Is the function defined by
$f(x)=\left\{\begin{array}{l}x+5, \text { if } x \leq 1 \\ x-5, \text { if } x>1\end{array}\right.$
a continuous function?
The given function is $f(x)=\left\{\begin{array}{l}x+5, \text { if } x \leq 1 \\ x-5, \text { if } x>1\end{array}\right.$
The given function f is defined at all the points of the real line.

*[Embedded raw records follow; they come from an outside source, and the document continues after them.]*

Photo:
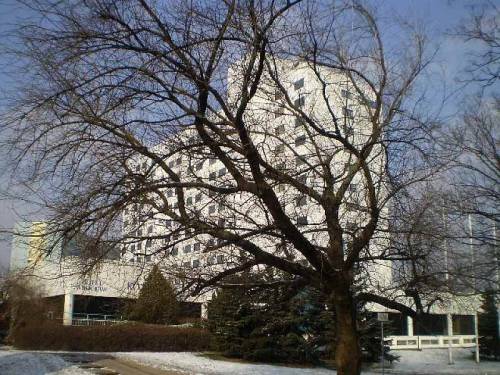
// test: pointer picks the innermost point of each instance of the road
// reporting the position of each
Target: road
(103, 364)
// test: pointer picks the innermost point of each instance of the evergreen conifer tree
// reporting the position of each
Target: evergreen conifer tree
(157, 303)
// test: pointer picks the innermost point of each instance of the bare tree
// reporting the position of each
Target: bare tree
(128, 102)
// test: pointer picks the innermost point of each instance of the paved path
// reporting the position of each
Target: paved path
(103, 364)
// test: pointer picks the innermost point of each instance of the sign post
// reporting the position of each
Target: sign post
(382, 317)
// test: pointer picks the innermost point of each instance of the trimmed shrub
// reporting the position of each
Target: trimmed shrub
(120, 337)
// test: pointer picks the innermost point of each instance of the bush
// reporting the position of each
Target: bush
(120, 337)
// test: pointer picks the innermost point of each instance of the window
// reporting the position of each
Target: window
(299, 121)
(298, 84)
(299, 161)
(345, 94)
(278, 94)
(300, 101)
(348, 131)
(302, 220)
(347, 112)
(300, 140)
(279, 112)
(301, 201)
(350, 226)
(279, 149)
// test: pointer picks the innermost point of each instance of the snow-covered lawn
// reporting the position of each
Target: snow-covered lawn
(426, 362)
(13, 362)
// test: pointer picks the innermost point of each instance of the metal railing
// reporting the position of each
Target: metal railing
(421, 342)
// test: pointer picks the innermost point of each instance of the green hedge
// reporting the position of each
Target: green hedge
(120, 337)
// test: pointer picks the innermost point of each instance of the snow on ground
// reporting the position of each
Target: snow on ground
(426, 362)
(13, 362)
(193, 363)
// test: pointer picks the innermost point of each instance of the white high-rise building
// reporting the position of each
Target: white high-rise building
(285, 142)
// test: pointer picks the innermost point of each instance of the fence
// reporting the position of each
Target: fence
(421, 342)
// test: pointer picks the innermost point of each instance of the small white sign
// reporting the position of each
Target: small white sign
(383, 317)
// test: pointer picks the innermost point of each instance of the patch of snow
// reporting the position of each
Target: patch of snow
(412, 362)
(14, 362)
(435, 361)
(194, 363)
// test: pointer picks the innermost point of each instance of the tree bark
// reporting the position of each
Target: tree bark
(347, 350)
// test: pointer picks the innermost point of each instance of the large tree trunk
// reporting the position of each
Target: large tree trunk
(347, 351)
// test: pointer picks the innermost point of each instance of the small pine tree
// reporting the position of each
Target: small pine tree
(280, 324)
(157, 303)
(489, 341)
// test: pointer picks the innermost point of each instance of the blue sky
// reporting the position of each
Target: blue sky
(439, 16)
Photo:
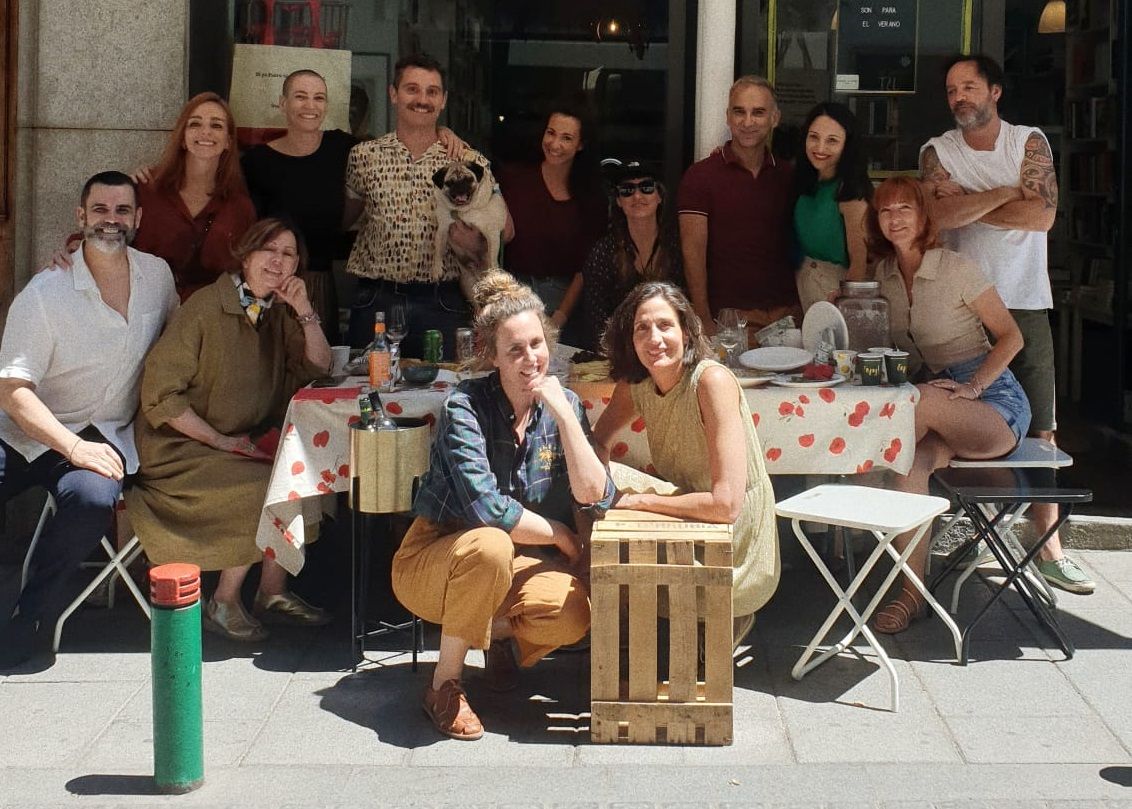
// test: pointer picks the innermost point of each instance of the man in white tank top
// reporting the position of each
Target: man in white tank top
(993, 188)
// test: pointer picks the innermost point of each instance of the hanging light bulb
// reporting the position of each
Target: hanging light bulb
(1053, 17)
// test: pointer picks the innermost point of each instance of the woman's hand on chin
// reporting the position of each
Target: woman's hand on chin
(549, 390)
(293, 292)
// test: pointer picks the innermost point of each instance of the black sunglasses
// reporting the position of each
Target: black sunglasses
(646, 187)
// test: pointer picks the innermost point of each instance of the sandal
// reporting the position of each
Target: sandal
(897, 614)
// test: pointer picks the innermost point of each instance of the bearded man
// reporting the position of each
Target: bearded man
(70, 364)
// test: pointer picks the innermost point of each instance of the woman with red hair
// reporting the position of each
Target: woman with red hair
(194, 201)
(941, 309)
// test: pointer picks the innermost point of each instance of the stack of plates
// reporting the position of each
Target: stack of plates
(822, 316)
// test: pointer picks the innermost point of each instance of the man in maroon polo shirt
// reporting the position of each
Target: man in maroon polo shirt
(735, 216)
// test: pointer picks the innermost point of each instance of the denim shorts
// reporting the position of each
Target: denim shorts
(1004, 394)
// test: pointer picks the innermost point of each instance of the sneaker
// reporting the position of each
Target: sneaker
(1065, 574)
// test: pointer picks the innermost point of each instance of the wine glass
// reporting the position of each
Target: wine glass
(396, 326)
(734, 318)
(729, 338)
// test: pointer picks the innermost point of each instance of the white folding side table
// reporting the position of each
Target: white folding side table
(885, 514)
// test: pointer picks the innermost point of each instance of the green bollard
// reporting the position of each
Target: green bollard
(174, 653)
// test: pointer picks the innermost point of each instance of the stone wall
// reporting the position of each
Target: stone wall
(100, 84)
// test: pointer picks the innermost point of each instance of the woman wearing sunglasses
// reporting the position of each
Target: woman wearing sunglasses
(832, 198)
(559, 212)
(641, 246)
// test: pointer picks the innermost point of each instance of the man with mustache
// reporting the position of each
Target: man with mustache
(70, 364)
(389, 184)
(735, 209)
(993, 189)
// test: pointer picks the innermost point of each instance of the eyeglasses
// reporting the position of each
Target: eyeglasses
(645, 187)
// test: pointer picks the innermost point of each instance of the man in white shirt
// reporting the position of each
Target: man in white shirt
(967, 171)
(70, 366)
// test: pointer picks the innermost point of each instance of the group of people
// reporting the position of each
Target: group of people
(225, 306)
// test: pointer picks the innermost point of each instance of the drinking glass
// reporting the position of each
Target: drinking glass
(729, 338)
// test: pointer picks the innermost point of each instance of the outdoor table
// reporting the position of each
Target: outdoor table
(992, 498)
(884, 514)
(840, 430)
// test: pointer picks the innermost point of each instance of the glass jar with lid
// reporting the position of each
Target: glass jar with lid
(866, 313)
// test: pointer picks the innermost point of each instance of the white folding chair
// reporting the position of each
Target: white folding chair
(114, 567)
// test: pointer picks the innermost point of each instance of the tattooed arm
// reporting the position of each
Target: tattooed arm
(1038, 206)
(950, 211)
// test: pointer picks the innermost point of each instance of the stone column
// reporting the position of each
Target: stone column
(714, 71)
(101, 82)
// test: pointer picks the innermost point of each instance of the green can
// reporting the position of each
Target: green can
(434, 346)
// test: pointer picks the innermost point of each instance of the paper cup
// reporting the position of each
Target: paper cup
(845, 359)
(340, 355)
(895, 367)
(871, 368)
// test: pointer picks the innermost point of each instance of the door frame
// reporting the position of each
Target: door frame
(8, 80)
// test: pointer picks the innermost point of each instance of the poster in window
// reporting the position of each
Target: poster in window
(876, 46)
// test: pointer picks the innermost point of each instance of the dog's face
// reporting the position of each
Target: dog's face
(459, 181)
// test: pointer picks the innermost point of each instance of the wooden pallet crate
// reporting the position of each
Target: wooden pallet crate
(640, 562)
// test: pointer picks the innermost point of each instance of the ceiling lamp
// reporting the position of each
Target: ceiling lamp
(1053, 17)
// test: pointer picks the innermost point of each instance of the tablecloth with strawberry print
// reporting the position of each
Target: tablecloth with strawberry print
(314, 458)
(840, 430)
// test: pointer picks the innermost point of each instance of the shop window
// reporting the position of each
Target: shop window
(795, 44)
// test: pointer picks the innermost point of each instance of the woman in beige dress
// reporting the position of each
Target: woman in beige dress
(701, 435)
(217, 379)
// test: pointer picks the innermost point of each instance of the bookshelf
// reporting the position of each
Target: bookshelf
(1091, 192)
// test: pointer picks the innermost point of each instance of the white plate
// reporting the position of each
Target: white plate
(775, 358)
(753, 381)
(821, 316)
(796, 380)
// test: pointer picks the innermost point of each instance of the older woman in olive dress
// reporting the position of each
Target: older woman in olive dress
(220, 377)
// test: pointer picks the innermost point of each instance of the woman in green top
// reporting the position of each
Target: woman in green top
(832, 198)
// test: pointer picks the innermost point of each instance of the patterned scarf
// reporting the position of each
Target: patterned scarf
(253, 307)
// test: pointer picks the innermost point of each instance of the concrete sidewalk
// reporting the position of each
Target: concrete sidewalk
(288, 724)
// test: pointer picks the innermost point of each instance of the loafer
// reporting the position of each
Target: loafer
(1064, 573)
(451, 714)
(19, 642)
(289, 609)
(500, 671)
(233, 622)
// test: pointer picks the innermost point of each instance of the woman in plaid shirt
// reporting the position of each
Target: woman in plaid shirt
(491, 554)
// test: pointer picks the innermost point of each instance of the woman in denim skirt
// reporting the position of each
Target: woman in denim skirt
(942, 308)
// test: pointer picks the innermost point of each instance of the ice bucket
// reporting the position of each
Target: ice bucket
(385, 465)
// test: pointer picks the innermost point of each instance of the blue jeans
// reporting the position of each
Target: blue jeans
(85, 502)
(1004, 394)
(440, 307)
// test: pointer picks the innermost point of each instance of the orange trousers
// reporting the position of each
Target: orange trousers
(466, 578)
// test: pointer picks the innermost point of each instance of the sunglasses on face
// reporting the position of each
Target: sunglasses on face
(645, 187)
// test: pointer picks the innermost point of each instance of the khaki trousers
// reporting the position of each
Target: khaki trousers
(464, 579)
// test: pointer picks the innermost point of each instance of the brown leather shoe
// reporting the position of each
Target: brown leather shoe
(452, 715)
(500, 671)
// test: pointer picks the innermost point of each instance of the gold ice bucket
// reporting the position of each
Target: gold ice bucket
(385, 464)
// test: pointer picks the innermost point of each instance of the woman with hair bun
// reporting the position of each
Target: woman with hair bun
(491, 556)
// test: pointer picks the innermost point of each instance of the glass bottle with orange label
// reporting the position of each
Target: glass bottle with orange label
(380, 376)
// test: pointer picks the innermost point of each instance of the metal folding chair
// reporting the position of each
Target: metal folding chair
(114, 567)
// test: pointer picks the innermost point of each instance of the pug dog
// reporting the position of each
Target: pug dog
(462, 195)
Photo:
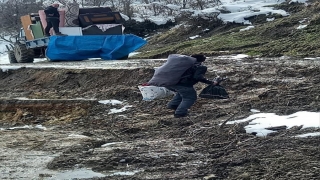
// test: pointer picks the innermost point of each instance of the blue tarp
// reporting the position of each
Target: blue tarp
(107, 47)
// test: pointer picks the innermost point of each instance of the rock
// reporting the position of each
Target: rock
(210, 177)
(244, 176)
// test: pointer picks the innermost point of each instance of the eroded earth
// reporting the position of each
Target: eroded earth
(54, 126)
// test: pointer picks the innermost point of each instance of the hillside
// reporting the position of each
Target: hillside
(296, 35)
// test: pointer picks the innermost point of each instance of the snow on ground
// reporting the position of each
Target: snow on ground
(239, 11)
(260, 121)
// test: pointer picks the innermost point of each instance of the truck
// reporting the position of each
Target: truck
(27, 47)
(24, 51)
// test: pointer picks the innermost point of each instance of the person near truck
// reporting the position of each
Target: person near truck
(53, 19)
(180, 74)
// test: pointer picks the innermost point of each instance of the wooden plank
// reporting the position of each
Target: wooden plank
(26, 22)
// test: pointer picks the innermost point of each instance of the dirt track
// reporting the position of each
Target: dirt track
(145, 141)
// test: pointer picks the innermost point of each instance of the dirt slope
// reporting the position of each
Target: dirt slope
(147, 139)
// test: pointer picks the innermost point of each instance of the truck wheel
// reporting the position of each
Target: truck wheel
(22, 54)
(12, 58)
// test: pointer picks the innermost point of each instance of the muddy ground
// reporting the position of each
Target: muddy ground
(66, 129)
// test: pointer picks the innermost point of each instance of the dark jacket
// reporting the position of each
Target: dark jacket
(194, 75)
(52, 12)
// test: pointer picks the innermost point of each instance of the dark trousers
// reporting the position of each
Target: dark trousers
(52, 22)
(185, 97)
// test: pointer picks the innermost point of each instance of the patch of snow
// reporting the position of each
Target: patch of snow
(254, 110)
(110, 144)
(194, 37)
(113, 102)
(270, 19)
(302, 26)
(240, 56)
(258, 122)
(308, 134)
(247, 28)
(7, 68)
(114, 110)
(77, 136)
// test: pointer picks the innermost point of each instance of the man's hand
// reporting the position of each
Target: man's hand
(214, 83)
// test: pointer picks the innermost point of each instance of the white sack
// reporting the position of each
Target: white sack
(154, 92)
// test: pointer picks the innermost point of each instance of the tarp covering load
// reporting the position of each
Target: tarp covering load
(170, 72)
(107, 47)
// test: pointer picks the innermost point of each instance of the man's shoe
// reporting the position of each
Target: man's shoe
(60, 34)
(180, 115)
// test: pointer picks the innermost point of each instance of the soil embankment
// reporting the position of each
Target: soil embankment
(145, 141)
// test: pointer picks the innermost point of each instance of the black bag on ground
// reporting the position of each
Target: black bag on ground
(214, 92)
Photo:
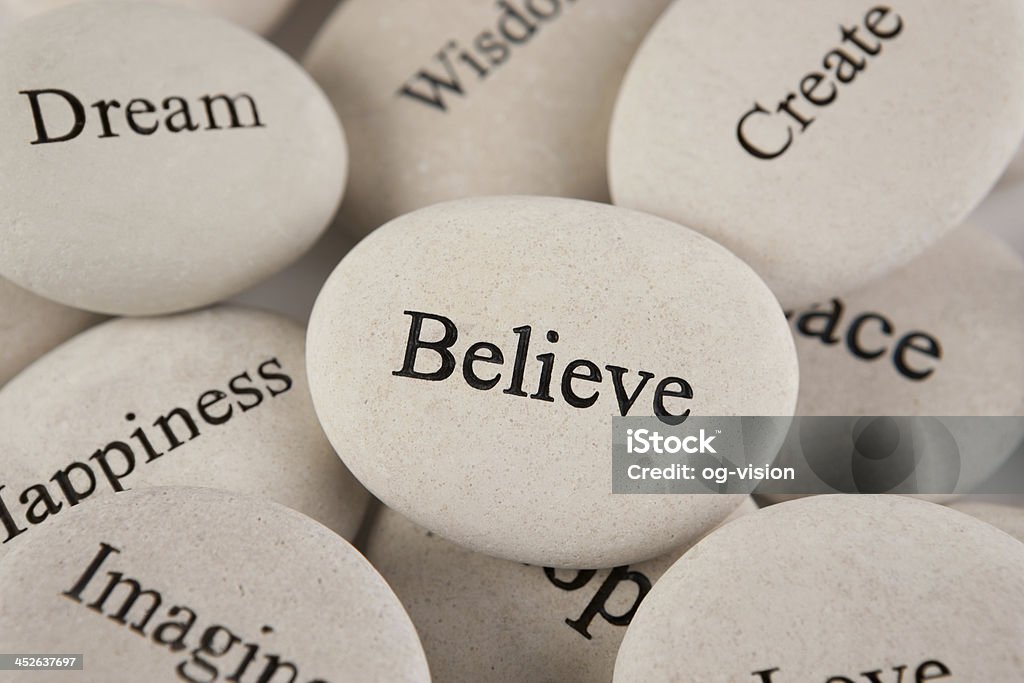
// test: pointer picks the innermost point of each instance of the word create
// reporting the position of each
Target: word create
(491, 49)
(758, 128)
(141, 116)
(576, 372)
(175, 629)
(822, 324)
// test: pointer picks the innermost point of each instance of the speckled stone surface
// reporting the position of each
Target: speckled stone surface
(216, 397)
(218, 598)
(482, 619)
(496, 470)
(904, 144)
(834, 586)
(510, 117)
(31, 326)
(186, 201)
(257, 15)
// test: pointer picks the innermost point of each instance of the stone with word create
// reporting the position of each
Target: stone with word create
(836, 589)
(158, 159)
(938, 337)
(474, 97)
(197, 585)
(216, 397)
(483, 619)
(823, 142)
(466, 360)
(257, 15)
(31, 326)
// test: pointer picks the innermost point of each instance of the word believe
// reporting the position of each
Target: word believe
(823, 325)
(117, 460)
(815, 87)
(140, 115)
(175, 630)
(488, 50)
(574, 373)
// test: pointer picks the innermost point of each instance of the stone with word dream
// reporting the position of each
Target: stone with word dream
(31, 326)
(474, 97)
(940, 337)
(257, 15)
(836, 589)
(825, 142)
(466, 360)
(481, 619)
(216, 397)
(157, 159)
(179, 584)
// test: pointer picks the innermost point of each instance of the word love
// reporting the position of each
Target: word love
(574, 373)
(140, 115)
(489, 49)
(817, 88)
(823, 325)
(932, 670)
(176, 630)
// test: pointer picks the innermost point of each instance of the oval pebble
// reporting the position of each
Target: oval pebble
(216, 397)
(256, 15)
(919, 113)
(482, 619)
(826, 588)
(939, 337)
(31, 326)
(498, 454)
(200, 585)
(163, 201)
(474, 97)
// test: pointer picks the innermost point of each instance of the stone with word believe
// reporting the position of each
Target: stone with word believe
(157, 159)
(825, 142)
(474, 97)
(180, 584)
(836, 589)
(466, 360)
(216, 397)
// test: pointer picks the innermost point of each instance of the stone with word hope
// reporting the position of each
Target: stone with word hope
(466, 360)
(257, 15)
(825, 142)
(31, 326)
(157, 159)
(474, 96)
(836, 589)
(941, 336)
(196, 585)
(216, 397)
(482, 619)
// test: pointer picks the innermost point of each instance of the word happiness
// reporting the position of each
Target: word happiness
(758, 129)
(174, 629)
(118, 459)
(576, 373)
(486, 52)
(140, 115)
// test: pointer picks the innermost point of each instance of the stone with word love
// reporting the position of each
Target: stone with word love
(216, 397)
(474, 97)
(196, 585)
(825, 142)
(836, 589)
(31, 326)
(258, 15)
(941, 337)
(157, 159)
(481, 619)
(466, 360)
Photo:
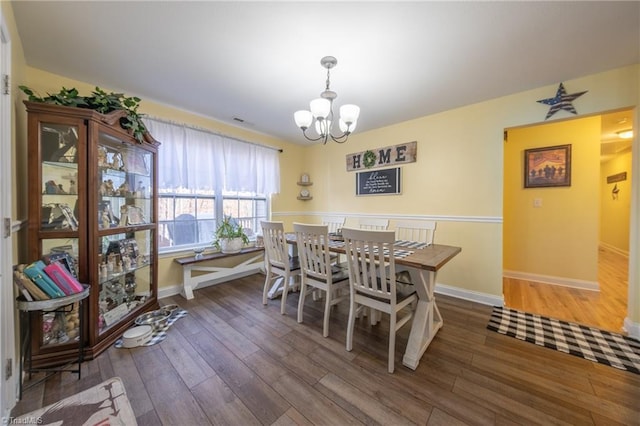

Let c be a point on the real line.
Case I:
If $c<1$, then $f(c)=c+5$ and $\lim _{x \rightarrow c} f(x)=\lim _{x \rightarrow c}(x+5)=c+5$
$\therefore \lim _{x \rightarrow c} f(x)=f(c)$
Therefore, f is continuous at all points x, such that x < 1
Case II:
If $c=1$, then $f(1)=1+5=6$
The left hand limit of f at x = 1 is,
$\lim _{x \rightarrow 1^{-}} f(x)=\lim _{x \rightarrow 1^{-}}(x+5)=1+5=6$
The right hand limit of f at x = 1 is,
$\lim _{x \rightarrow 1^{+}} f(x)=\lim _{x \rightarrow 1^{\prime}}(x-5)=1-5=-4$
It is observed that the left and right hand limit of f at x = 1 do not coincide.
Therefore, f is not continuous at x = 1
Case III:
If $c>1$, then $f(c)=c-5$ and $\lim _{x \rightarrow c} f(x)=\lim _{x \rightarrow c}(x-5)=c-5$
$\therefore \lim _{x \rightarrow c} f(x)=f(c)$
Therefore, $f$ is continuous at all points $x$, such that $x>1$
Thus, from the above observation, it can be concluded that x = 1 is the only point of discontinuity of f.